One day in the late 1930s, Gilbert H. Wright was shaving with an electric razor, when he noticed that “queer sounds came out of his mouth” when the razor passed over his Adam’s apple. He soon discovered that by silently articulating words with his mouth and lips, the sound of the razor was formed into speech. From this initial observation, Wright developed a device that he dubbed the Sonovox, whereby a sound recording was fed into two hand-held speakers that would be placed on each side of the throat. Whatever sounds were on the recording were transmitted to the larynx, so that they came out of the throat as if produced there, and could then be shaped into speech by articulating the desired words. Sounds could thus be made to speak, or as a 1939 Time magazine article put it: “a grunting pig, relayed through the human voice-box, can be made to observe: ‘It’s a wise pig who knows his own fodder.’” What practical applications could be found for Wright’s bizarre invention in the early 1940s?

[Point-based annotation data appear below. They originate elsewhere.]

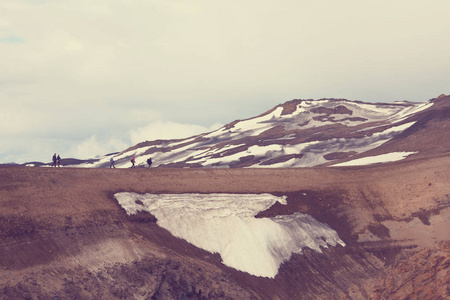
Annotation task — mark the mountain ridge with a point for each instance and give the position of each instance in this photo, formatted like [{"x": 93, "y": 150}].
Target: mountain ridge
[{"x": 300, "y": 133}]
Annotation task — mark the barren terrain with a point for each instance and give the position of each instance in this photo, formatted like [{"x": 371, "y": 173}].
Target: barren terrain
[{"x": 64, "y": 236}]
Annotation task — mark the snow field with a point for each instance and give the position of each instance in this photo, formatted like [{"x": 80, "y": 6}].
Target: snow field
[
  {"x": 226, "y": 224},
  {"x": 388, "y": 157}
]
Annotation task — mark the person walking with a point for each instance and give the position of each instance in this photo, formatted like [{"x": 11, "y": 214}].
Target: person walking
[{"x": 149, "y": 162}]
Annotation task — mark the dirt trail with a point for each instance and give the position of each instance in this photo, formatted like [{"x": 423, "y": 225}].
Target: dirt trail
[{"x": 63, "y": 235}]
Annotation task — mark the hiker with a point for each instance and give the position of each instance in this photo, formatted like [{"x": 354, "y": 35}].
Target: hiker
[{"x": 149, "y": 161}]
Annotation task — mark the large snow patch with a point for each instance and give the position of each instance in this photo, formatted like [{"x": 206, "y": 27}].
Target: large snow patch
[{"x": 226, "y": 224}]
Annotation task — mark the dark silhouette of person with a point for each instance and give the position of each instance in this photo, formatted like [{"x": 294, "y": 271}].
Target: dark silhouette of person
[
  {"x": 149, "y": 161},
  {"x": 54, "y": 161}
]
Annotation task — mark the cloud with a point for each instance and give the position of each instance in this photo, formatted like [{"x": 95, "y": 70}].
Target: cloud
[
  {"x": 92, "y": 147},
  {"x": 168, "y": 130}
]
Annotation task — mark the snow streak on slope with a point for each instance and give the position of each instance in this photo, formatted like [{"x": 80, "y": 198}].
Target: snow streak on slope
[
  {"x": 394, "y": 156},
  {"x": 226, "y": 224}
]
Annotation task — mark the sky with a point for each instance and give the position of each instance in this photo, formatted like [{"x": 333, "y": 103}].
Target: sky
[{"x": 87, "y": 78}]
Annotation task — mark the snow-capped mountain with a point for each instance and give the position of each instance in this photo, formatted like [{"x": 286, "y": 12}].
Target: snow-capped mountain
[{"x": 304, "y": 133}]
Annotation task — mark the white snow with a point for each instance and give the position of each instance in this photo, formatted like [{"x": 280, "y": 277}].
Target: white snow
[
  {"x": 226, "y": 224},
  {"x": 389, "y": 157}
]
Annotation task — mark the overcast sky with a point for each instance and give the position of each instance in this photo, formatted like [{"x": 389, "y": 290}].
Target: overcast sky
[{"x": 89, "y": 77}]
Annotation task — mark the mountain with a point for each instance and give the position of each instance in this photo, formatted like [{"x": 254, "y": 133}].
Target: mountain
[
  {"x": 370, "y": 232},
  {"x": 324, "y": 199},
  {"x": 306, "y": 133}
]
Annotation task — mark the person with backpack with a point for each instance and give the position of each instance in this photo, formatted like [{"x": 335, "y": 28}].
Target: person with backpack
[
  {"x": 54, "y": 160},
  {"x": 149, "y": 162}
]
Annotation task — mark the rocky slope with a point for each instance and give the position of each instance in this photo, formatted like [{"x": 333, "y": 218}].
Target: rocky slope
[{"x": 63, "y": 234}]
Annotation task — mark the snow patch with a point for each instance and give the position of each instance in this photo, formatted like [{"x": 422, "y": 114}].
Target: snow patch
[
  {"x": 389, "y": 157},
  {"x": 226, "y": 224}
]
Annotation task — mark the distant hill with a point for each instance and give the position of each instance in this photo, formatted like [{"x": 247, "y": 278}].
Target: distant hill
[{"x": 305, "y": 133}]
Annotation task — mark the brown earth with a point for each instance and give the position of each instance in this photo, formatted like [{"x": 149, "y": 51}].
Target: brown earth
[{"x": 63, "y": 235}]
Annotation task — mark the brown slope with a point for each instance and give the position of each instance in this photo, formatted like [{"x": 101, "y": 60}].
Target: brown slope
[
  {"x": 63, "y": 234},
  {"x": 428, "y": 136}
]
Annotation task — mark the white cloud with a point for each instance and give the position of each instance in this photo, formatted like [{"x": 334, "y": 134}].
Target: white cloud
[
  {"x": 92, "y": 147},
  {"x": 168, "y": 130}
]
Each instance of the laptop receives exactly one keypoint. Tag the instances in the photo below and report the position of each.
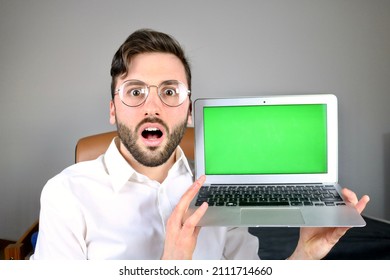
(270, 161)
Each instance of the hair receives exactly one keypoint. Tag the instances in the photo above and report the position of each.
(145, 41)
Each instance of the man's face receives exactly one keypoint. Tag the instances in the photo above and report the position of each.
(151, 132)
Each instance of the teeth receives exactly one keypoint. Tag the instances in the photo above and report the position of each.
(151, 129)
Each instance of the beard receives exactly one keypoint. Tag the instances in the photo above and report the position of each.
(154, 156)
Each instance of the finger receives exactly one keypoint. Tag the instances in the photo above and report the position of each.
(190, 227)
(182, 206)
(362, 203)
(349, 196)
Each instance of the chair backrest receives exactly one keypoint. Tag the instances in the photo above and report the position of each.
(91, 147)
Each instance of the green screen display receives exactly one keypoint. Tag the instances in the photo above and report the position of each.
(272, 139)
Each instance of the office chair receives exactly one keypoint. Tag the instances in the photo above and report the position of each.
(87, 148)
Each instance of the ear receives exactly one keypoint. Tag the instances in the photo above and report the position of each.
(112, 112)
(189, 120)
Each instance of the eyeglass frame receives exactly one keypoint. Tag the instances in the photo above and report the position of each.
(119, 91)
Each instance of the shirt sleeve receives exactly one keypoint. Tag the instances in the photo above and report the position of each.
(240, 245)
(61, 224)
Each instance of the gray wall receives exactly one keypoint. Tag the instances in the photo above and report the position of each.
(54, 77)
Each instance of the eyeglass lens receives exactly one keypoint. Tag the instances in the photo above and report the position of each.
(134, 93)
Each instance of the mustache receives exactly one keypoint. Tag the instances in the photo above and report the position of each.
(152, 120)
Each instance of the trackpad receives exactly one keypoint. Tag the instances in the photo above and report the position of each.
(271, 217)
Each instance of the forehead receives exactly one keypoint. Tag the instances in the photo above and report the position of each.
(153, 68)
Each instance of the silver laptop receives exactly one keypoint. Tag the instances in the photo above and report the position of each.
(270, 161)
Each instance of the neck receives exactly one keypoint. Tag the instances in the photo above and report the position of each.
(158, 173)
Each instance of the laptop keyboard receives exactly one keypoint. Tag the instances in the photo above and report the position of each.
(253, 195)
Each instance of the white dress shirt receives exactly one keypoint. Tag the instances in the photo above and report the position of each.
(104, 209)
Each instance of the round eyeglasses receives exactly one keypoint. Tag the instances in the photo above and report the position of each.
(134, 92)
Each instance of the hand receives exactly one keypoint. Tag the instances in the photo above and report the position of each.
(181, 236)
(315, 243)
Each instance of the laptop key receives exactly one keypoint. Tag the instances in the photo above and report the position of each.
(264, 203)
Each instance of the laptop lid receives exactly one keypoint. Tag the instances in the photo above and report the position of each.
(267, 139)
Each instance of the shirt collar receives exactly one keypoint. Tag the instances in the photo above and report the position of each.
(121, 171)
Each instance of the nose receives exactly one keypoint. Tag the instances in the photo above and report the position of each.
(152, 105)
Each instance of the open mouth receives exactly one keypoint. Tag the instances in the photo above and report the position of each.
(152, 133)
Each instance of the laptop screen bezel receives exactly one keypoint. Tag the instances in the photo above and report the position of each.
(330, 100)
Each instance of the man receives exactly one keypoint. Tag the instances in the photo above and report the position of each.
(130, 202)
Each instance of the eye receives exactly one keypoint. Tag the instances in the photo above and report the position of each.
(169, 91)
(135, 92)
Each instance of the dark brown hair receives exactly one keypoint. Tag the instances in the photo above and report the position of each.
(145, 41)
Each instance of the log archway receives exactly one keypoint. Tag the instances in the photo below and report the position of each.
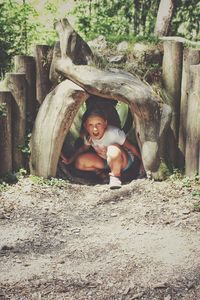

The Sonovox found one of its most lucrative implementations in the field of radio advertising. Wright’s Sonovox made its broadcasting debut in September 1941, a time when the radio industry was debating the role of spot advertisements. A widespread radio advertising technique of that time was the musical jingle. Advertisers had learned from market research that the repetition provided by jingles was an important form of brand identification. The Sonovox was thought to provide some of the same sonic attributes and benefits, and Wright’s brother-in-law, James L. Free, who worked in radio advertising, actively shopped the Sonovox to the industry. The Sonovox’s distinction in the field of radio advertising, one article stated, was that it could “make a vacuum cleaner talk.” On radio ads of this time, Wright’s invention sometimes made musical instruments speak commercial messages: in a Shell ad, an organ said, “Stop at the sign of the Shell”; a Colgate ad featured a Novachord playing the tune of “Good Night, Ladies,” which was made to say, “V-E-L, my hands feel so soft and smooth with Vel. Vel swell, ladies.” The Sonovox also made objects speak: “pots and pans…sang that they just loved to be washed” in an advertisement for dish soap; a chugging locomotive became the words, “Bromo Seltzer”; and a car horn was made to say, “Better Buy Buick.” A 1942 radio spot for Lifebuoy soap begins with two long blasts of a foghorn.



Sonovox spot ads spurred the imagination of writers and advertisers who described a world of the not-so-distant future in which brand name goods would speak to consumers at every turn: one article gushed that a day would come “when sound will talk and sing on every side – not merely in the movies and on the air but all over the place, with bus horns proclaiming the name of the bus company, delivery trucks calling out their wares as they honk, and train whistles announcing the name of the train. Once it would have been regarded as exotic if milk trucks could moo. Thanks to Sonovox, they can now moo the name of the dairy.” Such fantasies may not have materialized, but Sonovox radio spots were certainly precursors to well-known animated television ads of the 1950s that depicted square-dancing Lucky Strike cigarettes, marching Rheingold beer bottles, and singing Muriel cigars. In his famous description of the commodity fetish, Karl Marx offered the image of a table that, as soon as it becomes a commodity, changes into a thing that “stands on its head, and evolves out of its brain grotesque ideas, far more wonderful than if it were to begin dancing of its own free will.” The Sonovox seemed to provide commodities the chance not only to come to life, but to articulate some of those “grotesque ideas” directly to consumers.